The Path Not Taken, RL vs SFT
Updated 18 May 2026
https://arxiv.org/abs/2511.08567
Good summary: https://blog.yuandong-tian.com/blog/posts/2025_summary_1_en
SFT causes overfitting and catastrophic forgetting. Apparantly we blame that the training data isn’t “on-policy” enough. However, a deeper reason is that the principal components of the weights are directly and heavily modified by external data, causing the “foundation” of the model to become unstable, leading to a significant performance drop.
RL, because it trains with on-policy data, it leaves the principal components of the weights unchanged, but only alters the minor ones. This avoids the problem of catastrophic forgetting, and the distribution of weight deltas tends to be sparser (especially under bf16 quantization).

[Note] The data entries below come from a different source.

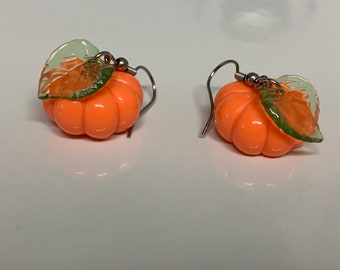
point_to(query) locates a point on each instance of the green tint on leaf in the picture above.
(70, 72)
(294, 107)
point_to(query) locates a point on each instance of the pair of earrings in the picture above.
(259, 115)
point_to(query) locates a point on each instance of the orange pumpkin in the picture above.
(85, 91)
(112, 109)
(241, 119)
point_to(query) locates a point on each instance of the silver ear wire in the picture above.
(251, 79)
(121, 64)
(212, 74)
(153, 97)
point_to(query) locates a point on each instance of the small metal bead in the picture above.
(250, 78)
(121, 64)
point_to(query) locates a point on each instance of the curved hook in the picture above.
(153, 98)
(211, 116)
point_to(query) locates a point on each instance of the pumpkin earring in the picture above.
(260, 115)
(85, 91)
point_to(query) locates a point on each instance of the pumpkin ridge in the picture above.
(114, 98)
(239, 114)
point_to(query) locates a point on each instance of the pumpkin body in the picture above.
(241, 119)
(112, 109)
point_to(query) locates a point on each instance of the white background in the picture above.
(167, 199)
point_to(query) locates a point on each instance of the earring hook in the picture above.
(153, 97)
(212, 74)
(251, 79)
(122, 64)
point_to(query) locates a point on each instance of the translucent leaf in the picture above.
(69, 72)
(294, 107)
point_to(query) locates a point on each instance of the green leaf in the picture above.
(294, 107)
(70, 73)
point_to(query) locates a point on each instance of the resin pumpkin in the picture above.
(85, 91)
(112, 109)
(241, 119)
(268, 121)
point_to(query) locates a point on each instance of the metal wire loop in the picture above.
(252, 79)
(153, 97)
(121, 64)
(212, 74)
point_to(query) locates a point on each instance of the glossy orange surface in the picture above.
(112, 109)
(241, 119)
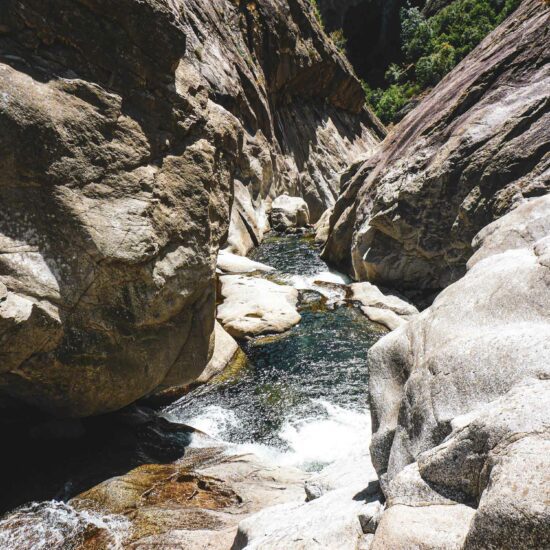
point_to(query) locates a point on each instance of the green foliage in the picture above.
(317, 12)
(432, 47)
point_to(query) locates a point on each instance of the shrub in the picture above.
(432, 47)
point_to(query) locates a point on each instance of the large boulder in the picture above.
(131, 133)
(460, 395)
(473, 149)
(252, 306)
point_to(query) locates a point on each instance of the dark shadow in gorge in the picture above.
(45, 458)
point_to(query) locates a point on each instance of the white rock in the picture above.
(233, 263)
(385, 317)
(440, 527)
(253, 306)
(225, 348)
(371, 296)
(330, 522)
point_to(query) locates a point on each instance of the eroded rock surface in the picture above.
(471, 151)
(196, 502)
(460, 400)
(289, 213)
(128, 130)
(252, 306)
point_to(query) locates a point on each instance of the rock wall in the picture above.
(372, 29)
(460, 401)
(472, 150)
(125, 129)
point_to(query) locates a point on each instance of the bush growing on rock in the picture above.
(431, 47)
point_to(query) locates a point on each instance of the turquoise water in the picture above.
(314, 373)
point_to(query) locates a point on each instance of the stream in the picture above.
(300, 400)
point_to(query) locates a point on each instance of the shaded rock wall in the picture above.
(372, 29)
(123, 129)
(471, 151)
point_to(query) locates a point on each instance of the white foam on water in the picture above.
(53, 524)
(332, 434)
(310, 282)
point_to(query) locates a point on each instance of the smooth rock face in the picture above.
(225, 349)
(386, 309)
(232, 263)
(322, 227)
(471, 151)
(289, 213)
(128, 132)
(460, 400)
(196, 502)
(253, 306)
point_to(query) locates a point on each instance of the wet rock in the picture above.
(232, 263)
(132, 135)
(253, 306)
(197, 501)
(288, 213)
(322, 227)
(386, 309)
(470, 152)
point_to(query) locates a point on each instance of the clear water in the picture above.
(303, 395)
(301, 401)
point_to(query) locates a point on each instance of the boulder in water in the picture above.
(253, 306)
(289, 213)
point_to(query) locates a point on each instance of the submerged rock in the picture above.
(473, 149)
(129, 131)
(386, 309)
(289, 213)
(253, 306)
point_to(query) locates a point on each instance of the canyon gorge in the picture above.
(237, 311)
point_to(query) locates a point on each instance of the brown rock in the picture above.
(124, 127)
(471, 151)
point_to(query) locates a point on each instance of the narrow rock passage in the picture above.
(302, 398)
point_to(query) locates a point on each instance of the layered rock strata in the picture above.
(127, 130)
(460, 401)
(476, 147)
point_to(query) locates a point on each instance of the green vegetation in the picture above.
(317, 12)
(432, 47)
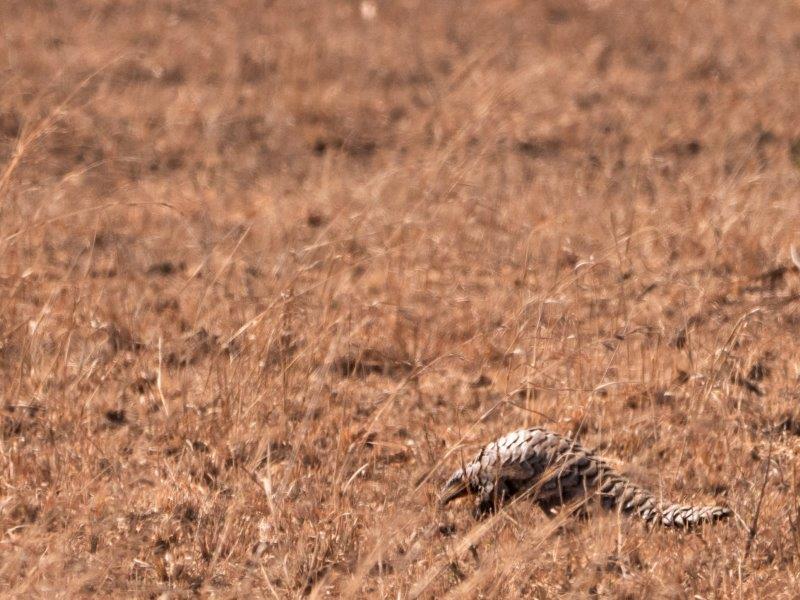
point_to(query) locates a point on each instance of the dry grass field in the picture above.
(270, 270)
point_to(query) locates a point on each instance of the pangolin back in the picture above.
(554, 470)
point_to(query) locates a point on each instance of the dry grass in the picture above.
(269, 270)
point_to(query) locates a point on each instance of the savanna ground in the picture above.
(270, 270)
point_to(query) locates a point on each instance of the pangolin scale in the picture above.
(555, 470)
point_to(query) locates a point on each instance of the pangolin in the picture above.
(555, 470)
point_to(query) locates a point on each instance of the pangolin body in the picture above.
(555, 470)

I liked the image in the paper of going through a mountain versus finding a path around.
I think the most challenging and most difficulty part of interpretability is how to achieve first principle explanation: Starting from the intrinsic structure of the data itself, how and why the models converge into these decoupled, sparse, low-rank, modular, and composable emergent features and circuits? How are these emergent structures related to the model architecture, the optimization algorithms, and the hyperparameters of model training?
low rank makes lora work. It also makes me feel that models can be compressed a lot.